A new index that tracks the frequency of extreme climate events points to rising insurance premiums. (Delivered: Scott Barker)
Homeowners and companies are likely to meet higher insurance premiums after a new actuarial index warned of increasing financial risks from extreme weather conditions.
- Climate index is updated every season
- Developed with regulatory authorities and science scientists using national tasks
- Potential losses from coastal erosion alone are estimated at $ 88 billion, excluding land value
The Australian Actuaries Climate Index tracks risk factors such as elevated sea levels, droughts, bush fires, cyclones, floods and extreme temperatures, more often as growing evidence of climate change.
The index, developed by leading actuary and Finity Consulting, chief executive Tim Andrew, warns the frequency of extreme conditions this autumn being higher than historical extremes between autumn 1981 and 2010.
"It's fair to say that this is a fairly new area for everyone and you can imagine that insurers are particularly worried that they have to take out sufficient prizes for the risk they take on," Andrew told ABC's AM programs.
"The index clearly shows that we have increased the frequency of extreme events.
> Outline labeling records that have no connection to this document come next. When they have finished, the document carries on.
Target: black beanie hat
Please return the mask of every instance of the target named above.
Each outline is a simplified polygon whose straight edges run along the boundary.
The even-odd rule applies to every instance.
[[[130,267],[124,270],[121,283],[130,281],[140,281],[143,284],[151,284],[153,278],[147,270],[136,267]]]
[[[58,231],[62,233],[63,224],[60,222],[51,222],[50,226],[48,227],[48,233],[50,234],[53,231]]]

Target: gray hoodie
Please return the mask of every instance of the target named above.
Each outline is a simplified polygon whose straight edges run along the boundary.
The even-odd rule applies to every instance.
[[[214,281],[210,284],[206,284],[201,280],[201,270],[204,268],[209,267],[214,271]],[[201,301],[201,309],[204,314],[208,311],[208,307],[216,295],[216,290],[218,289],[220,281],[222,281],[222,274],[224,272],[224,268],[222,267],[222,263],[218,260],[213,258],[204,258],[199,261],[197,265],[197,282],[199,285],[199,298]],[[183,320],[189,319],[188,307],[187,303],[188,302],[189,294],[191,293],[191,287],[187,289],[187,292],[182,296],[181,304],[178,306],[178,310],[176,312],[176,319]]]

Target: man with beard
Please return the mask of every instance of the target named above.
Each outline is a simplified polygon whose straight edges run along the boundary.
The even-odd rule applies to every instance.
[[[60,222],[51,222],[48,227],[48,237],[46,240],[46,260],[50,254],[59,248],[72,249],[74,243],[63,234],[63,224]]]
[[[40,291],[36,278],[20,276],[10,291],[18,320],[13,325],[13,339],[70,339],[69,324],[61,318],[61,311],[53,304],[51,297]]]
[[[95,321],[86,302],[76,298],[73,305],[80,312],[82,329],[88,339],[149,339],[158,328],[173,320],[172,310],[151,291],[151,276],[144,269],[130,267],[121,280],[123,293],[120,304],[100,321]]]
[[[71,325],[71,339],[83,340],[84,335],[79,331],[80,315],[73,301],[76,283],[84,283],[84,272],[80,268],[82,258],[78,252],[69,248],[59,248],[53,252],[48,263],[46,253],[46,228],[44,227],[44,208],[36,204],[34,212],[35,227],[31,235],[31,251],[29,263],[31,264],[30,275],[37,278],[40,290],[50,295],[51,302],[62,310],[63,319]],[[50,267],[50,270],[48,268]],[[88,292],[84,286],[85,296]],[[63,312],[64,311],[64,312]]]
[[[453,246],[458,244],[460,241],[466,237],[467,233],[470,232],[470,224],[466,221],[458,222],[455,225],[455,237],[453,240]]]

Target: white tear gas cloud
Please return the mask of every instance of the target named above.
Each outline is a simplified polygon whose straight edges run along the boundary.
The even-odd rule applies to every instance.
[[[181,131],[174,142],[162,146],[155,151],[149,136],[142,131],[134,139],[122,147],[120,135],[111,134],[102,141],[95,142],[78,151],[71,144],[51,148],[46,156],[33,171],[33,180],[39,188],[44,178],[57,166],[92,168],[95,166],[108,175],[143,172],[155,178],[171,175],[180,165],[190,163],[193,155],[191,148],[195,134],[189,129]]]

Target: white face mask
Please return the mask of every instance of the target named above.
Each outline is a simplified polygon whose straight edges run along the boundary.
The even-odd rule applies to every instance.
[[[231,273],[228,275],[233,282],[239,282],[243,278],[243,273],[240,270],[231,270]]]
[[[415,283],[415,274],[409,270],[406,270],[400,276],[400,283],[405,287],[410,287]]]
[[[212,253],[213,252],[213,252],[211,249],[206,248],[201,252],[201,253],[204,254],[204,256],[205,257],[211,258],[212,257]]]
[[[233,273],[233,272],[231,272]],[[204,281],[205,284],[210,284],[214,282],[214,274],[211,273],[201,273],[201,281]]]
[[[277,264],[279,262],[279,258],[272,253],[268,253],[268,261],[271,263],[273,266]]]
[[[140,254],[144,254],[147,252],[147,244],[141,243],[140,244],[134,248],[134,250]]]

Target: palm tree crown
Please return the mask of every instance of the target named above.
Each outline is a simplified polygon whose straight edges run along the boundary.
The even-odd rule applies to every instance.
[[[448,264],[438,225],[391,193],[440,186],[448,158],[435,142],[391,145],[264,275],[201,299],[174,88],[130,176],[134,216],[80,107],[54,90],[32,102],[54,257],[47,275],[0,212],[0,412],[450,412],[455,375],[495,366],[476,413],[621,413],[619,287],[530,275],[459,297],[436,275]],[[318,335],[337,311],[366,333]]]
And one would expect over time that many people in bushfires and flooded areas would face some premium increases.
"One of the challenges for us is to make sure we build real estate in the right places to minimize future impact."
Australia's supervisory authority (APRA), which oversees banks and insurance companies, warned last year that the risks of climate change were "predictable, material and feasible."
APRA Managing Director Geoff Summerhayes said the index was an important step towards an industry-wide standard to reveal the risks of extreme weather events and the consequences for businesses, consumers, developers and governments.
"We believe this initiative is a positive step towards helping regulated entities understand and deal with the potential impacts of climate risk on their businesses," said Summerhayes.
The new climate index has been developed to help companies and regulators deal with climate risk. (Delivered: Cate White)
The index – updated quarterly and supported by the Bureau of Meteorology and CSIRO – is based on similar indexes currently used in Canada and the United States.
Elayne Grace, Executive Vice President, said the index was a "first step" because actuaries developed clearer climate risk mitigation measures.
"We hope to build on this index by attaching risk data, such as property damage and health statistics, to understand the relationship between weather and risk, so that more clear risk index can develop," Grace said.
The index adds concern about future climate change losses after the Climate Institute warned in 2016 that the potential damage from coastal erosion was estimated at $ 88 billion excluding the country's value.
The index was developed in consultation with regulatory authorities and conservationists with data collected nationally and grouped for twelve climatic similar reasons.
Tim Andrews is keen to abandon the policy of cynicism on climate change, but hopes that the transition to increased awareness will not be overlooked by climate change cynics.
"There is inevitably a risk of these problems. I'm often disappointed with the policy and I hope this message will not get lost."